The pTRV1 bacterial solution was mixed 1:1 with pTRV2-PDS, pTRV2 no-load and pTRV2-SlWRKY80 bacterial solutions. The mixed bacterial solution was placed at 4 °C overnight, and the plants were infected by vacuum extraction. After 72 h of cultivation under darkness and high humidity, normal plant management conditions of 14 h light/10 h dark cycles, appropriate temperatures of 16–25 °C, and 60% humidity were applied.

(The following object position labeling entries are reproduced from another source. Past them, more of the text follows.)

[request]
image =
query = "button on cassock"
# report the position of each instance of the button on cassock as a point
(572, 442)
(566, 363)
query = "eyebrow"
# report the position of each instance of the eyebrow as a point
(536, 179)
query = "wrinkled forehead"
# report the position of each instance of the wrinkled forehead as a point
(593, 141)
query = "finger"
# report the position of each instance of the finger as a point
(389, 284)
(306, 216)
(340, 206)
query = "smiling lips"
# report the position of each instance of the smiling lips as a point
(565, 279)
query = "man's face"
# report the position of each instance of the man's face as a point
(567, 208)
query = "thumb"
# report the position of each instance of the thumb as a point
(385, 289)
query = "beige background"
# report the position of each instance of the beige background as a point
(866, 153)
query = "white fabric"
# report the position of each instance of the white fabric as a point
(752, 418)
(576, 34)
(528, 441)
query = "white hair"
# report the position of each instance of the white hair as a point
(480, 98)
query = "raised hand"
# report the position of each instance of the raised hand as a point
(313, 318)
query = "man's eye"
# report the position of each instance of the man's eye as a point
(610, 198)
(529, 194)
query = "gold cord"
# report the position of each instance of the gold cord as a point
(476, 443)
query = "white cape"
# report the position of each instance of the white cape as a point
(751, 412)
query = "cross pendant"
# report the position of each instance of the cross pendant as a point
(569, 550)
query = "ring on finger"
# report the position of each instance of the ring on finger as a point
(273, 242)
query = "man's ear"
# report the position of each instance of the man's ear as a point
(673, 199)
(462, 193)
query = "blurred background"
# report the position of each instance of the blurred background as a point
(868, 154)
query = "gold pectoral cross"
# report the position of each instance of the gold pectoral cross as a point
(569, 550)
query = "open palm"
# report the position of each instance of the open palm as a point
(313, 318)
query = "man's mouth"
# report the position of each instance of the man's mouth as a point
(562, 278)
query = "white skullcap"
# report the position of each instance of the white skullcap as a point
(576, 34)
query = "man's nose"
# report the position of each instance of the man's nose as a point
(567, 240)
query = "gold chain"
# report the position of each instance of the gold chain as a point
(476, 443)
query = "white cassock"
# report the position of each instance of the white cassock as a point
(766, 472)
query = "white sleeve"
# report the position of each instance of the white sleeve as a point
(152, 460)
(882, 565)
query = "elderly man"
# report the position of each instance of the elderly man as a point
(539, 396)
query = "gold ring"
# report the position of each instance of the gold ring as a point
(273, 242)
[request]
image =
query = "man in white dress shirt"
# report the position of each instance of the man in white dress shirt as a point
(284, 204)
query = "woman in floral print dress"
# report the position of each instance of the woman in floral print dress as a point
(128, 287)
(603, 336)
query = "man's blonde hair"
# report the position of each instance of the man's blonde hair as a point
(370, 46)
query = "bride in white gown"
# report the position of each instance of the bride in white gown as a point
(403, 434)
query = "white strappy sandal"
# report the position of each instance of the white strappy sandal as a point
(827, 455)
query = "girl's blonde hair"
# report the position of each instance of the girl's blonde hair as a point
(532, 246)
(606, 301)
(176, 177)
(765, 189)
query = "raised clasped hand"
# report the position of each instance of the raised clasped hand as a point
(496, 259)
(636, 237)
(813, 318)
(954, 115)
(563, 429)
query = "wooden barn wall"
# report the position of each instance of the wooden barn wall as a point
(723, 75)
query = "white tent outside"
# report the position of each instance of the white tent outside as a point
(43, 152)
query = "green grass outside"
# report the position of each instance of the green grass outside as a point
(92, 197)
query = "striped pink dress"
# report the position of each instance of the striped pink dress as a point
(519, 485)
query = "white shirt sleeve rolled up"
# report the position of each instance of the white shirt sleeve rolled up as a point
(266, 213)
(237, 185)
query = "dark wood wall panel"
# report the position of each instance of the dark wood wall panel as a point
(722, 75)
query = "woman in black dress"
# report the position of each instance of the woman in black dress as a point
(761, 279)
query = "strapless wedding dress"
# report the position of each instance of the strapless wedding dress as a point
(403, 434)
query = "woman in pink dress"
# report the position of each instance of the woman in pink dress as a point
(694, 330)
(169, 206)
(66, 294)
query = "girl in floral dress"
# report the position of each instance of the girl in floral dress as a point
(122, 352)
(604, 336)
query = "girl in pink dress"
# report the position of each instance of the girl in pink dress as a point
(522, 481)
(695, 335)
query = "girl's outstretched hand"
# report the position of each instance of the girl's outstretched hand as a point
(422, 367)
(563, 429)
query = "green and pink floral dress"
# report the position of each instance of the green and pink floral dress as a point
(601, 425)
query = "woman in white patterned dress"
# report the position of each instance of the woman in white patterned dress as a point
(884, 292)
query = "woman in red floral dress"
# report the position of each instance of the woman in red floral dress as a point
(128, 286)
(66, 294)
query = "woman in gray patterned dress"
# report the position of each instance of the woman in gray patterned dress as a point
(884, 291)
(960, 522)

4.9. Subcellular Localization of SlWRKY80
The CDS region of SlWRKY80 was amplified, and a pCAMBIA-GFP-SlWRKY80 recombinant vector was constructed (Supplementary Table S2). The constructed plasmid was transferred into A. tumefaciens strain GV3101, and the bacteria were cultured at 30 °C for 2 d. Monoclonal A. tumefaciens was selected for suspension and centrifuged at 4000 rpm for 4 min, the supernatant was removed, and bacteria were collected. The bacteria were injected with an infection solution (10 mM MgCl2 + 10 mM Mes + 20 μM acetoeugenone), the OD600 was adjusted to approximately 0.8, and the bacteria were activated at 28 °C for 2 h. After the bacterial solution was resuspended and placed at 28 °C for 2 h, the leaves of N. benthamiana were injected, and the treated individuals were cultured for 2 d in low light. The results were observed by confocal laser microscopy (Olympus FV1000); the 35S-H2B-mCherry fusion protein was used as a positive control.
Supplementary Materials
The following supporting information can be downloaded at: https://www.mdpi.com/article/10.3390/plants12132416/s1, Table S1: CDS sequence of the cloned target SlWRKYs; Table S2: Forward and reverse primers sequences used in the construction of recombinant vectors with SlWRKYs.
Author Contributions
Conceptualization, C.D. and L.L.; methodology, Z.Y.; formal analysis, L.L. and Y.C.; laboratory investigation, W.N.; bioinformatics analysis, L.L. and W.N.; data curation, C.W. and C.D.; Plant material cultivation, C.F. and M.L.; writing—original draft preparation, W.N.; writing—review and editing, C.D. All authors have read and agreed to the published version of the manuscript.
Funding
This research was funded by the Autonomous Region Graduate Innovation Project (XJ2023G148), the National College Student Innovation and Entrepreneurship Project, the National Postdoctoral Initiation Program (2505BSHJJ), the Natural Science Foundation Project of Autonomous Region (2022D01B95), and the Sub-Project of Key Research and Development Plan of Autonomous Region (2022B02032-2).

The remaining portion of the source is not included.